In fact, only three weeks after the building went on the market, a few offers have already been submitted for the approximately 3,000-square-foot building, which is located next to the popular York gastropub. Taylor said she expects a sale to be completed within 45 days. What will become of the old pet shop?
Taylor said some of the proposals she has heard mentioned by some of the prospective buyers range from art galleries to restaurants to new shops. “Most of the interest is coming from people who know the area well,” Taylor said.
Other Highland Park business people are paying close attention to the sale and what it could mean for York Boulevard. There is already talk of new Asian noodle and ice cream shops opening up on the narrow street and other recent building sales could mean more changes and new shops.

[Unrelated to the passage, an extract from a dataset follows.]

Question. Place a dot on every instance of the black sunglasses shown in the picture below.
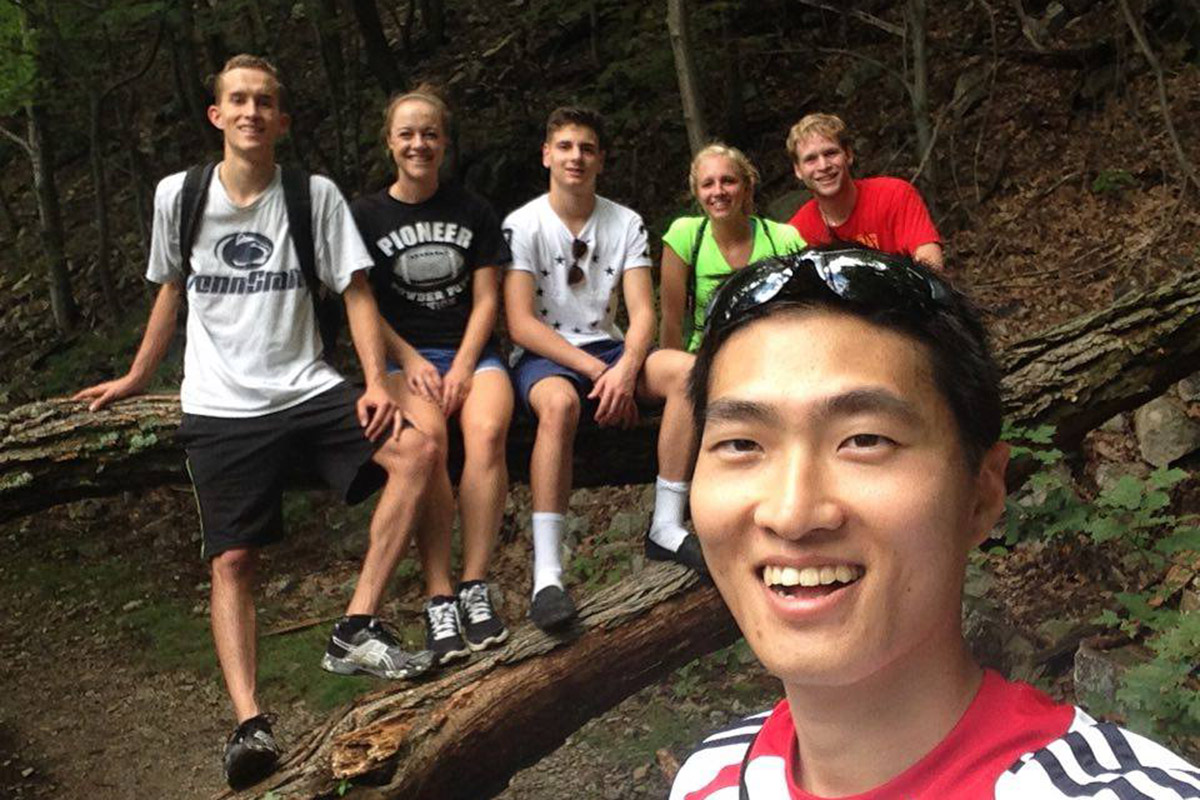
(579, 250)
(859, 276)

Matt Schodorf, who in 2007 opened Cafe de Leche on York Boulevard and Avenue 50, said any buyer of the former pet shop would have to invest heavily in the property, which sits a few storefronts away from his coffee house. But Schodorf said he thinks it could be a worthwhile the investment. “I personally have been trying to encourage peopel to go in,” he said. His preference? A clothing shop.
Bike shop owner Josef Bray-Ali said he would be interested in moving his Flying Pigeon store from its cramped quarters on Figueroa Street to the former York Boulevard pet shop. But he’s not sure if he can pull a deal off in time.
“My dream would be to move my family into the back of the building and use the rest as a huge city and cargo cycling showroom, repair shop, and storage space all in one,” said Bray-Ali. “I have been trying to find a way to scrape together enough money to buy the place, but I don’t think I will be able to get enough together before someone else does.”
A sale of the building, however, does not necessarily mean it will become a magnet for vintage clothing shoppers or vegan restaurant patrons. Another York Boulevard building that was sold and restored briefly served as a discount store and now houses a garment factory, said Schodorf.